# Larger Hex keys and allen keys



## iAmCam (Dec 3, 2007)

Im looking into buying a set of larger hex keys or allen keys that I will be using to tighten and torque larger panels and switchgear with. Whats the best out there? Where can I buy online?


----------



## HARRY304E (Sep 15, 2010)

iAmCam said:


> Im looking into buying a set of larger hex keys or allen keys that I will be using to tighten and torque larger panels and switchgear with. Whats the best out there? Where can I buy online?

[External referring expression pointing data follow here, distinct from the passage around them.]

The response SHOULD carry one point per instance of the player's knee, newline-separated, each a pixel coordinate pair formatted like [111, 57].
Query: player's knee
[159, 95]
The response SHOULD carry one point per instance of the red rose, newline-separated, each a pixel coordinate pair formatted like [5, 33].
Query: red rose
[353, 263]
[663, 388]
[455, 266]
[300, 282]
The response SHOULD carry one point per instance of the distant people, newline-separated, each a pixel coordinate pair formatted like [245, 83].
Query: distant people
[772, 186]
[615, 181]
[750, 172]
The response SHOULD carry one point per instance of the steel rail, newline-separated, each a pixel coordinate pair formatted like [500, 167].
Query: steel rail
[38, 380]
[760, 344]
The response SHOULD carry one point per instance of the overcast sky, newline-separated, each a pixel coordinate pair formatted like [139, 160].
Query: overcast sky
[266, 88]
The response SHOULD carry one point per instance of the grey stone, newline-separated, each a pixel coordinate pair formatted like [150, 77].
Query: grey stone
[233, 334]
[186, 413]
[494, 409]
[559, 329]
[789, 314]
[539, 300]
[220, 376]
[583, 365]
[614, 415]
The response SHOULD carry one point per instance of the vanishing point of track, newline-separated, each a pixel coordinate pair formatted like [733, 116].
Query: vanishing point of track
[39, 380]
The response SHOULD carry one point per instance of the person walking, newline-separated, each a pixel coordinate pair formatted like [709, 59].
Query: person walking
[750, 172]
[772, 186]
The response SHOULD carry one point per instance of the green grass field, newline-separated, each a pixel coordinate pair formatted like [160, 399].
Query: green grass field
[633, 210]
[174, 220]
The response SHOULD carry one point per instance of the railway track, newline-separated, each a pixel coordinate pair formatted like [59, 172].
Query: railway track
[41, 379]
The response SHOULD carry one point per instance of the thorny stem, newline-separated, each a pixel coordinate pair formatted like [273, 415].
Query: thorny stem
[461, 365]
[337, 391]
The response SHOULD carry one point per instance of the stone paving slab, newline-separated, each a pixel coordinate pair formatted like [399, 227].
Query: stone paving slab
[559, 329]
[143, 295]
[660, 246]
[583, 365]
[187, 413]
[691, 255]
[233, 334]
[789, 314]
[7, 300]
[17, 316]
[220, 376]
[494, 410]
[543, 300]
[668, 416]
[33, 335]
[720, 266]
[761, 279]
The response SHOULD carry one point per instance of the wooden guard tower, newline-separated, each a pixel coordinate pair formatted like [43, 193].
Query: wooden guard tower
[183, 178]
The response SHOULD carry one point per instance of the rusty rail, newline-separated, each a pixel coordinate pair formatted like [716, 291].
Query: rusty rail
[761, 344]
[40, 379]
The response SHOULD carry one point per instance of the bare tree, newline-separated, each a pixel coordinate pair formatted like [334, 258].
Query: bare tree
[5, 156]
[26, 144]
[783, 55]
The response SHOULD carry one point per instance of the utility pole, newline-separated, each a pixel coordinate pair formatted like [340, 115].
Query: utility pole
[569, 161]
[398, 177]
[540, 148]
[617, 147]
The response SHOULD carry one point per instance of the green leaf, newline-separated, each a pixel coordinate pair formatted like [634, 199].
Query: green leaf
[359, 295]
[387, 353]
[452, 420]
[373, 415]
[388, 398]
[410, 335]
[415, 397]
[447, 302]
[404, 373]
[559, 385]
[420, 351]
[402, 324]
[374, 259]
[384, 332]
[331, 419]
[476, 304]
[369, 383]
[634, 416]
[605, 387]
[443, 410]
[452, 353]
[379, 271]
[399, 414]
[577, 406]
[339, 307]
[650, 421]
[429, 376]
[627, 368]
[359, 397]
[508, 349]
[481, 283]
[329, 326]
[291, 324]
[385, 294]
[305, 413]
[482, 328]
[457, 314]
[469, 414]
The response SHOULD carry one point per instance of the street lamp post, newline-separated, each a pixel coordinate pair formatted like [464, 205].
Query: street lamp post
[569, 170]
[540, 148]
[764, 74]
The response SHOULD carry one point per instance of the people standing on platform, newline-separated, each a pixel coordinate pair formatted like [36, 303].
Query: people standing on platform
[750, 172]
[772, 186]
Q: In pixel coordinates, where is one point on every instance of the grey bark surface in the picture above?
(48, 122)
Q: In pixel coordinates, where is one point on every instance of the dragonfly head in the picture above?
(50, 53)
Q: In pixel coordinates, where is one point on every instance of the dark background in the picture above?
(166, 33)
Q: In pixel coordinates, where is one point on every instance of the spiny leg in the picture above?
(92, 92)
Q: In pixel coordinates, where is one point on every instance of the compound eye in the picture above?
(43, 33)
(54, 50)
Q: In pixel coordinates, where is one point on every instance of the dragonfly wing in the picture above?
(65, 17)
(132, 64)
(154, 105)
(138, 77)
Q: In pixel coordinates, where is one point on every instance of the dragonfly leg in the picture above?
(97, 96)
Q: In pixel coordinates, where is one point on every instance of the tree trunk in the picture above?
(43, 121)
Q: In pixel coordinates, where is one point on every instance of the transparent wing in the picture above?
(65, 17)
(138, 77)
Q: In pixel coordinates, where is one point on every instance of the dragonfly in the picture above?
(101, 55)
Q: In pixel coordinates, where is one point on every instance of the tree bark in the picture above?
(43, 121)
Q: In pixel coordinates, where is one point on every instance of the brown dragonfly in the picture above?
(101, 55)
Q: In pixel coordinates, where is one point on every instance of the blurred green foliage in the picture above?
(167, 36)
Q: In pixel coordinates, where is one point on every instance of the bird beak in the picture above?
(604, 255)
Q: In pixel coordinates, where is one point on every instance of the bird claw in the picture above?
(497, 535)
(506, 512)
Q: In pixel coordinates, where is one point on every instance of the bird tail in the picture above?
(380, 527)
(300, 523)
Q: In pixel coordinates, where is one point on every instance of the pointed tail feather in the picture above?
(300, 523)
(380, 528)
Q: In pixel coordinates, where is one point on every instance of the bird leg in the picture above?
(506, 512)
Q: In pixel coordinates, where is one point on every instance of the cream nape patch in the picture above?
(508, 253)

Take a look at this...http://www.stanleyproto.com/default...156&strSiteName=PROTO&strDefaultCatalog=PROTO


----------



## racerjim0 (Aug 10, 2008)

I made my own large ones. I cut sections off of the large allen wrenches and put them in sockets with green locktite. I got tired of busting my knuckles using the regular allen wrenches. I don't recall seeing sets of the larger allen sockets.


----------



## kevmanTA (Jul 20, 2010)

Find a whole saler that caters to Tool and Die, that sells cutting heads, and measuring tools, they always seem to have the best allen keys..


----------



## randas (Dec 14, 2008)

HARRY304E said:


> Take a look at this...http://www.stanleyproto.com/default...156&strSiteName=PROTO&strDefaultCatalog=PROTO


This is definitely what you need


----------



## HARRY304E (Sep 15, 2010)

randas said:


> This is definitely what you need


Yes that is the best that i have found so far....The good thing is you can put those on a tork wrench..:thumbsup:


----------



## jw0445 (Oct 9, 2009)

I bought a Craftsman 3/8's set many years ago. Reasonably priced as I recall.


----------



## wptski (Jun 30, 2008)

HARRY304E said:


> Take a look at this...http://www.stanleyproto.com/default...156&strSiteName=PROTO&strDefaultCatalog=PROTO


Those are for use with a impact wrench and use a pin with a "O" ring to hold them or tension ring on some impact wrenches. They "may" lack the detent needed to hold them secure with a regular ratchet. They would also cost more than ones made for hand use.


----------



## don_resqcapt19 (Jul 18, 2010)

Often those will be too short to tighten the terminals on larger breakers. If you are going to get a set, I would look for the long ones, or just make your own as suggested by racerjim.


----------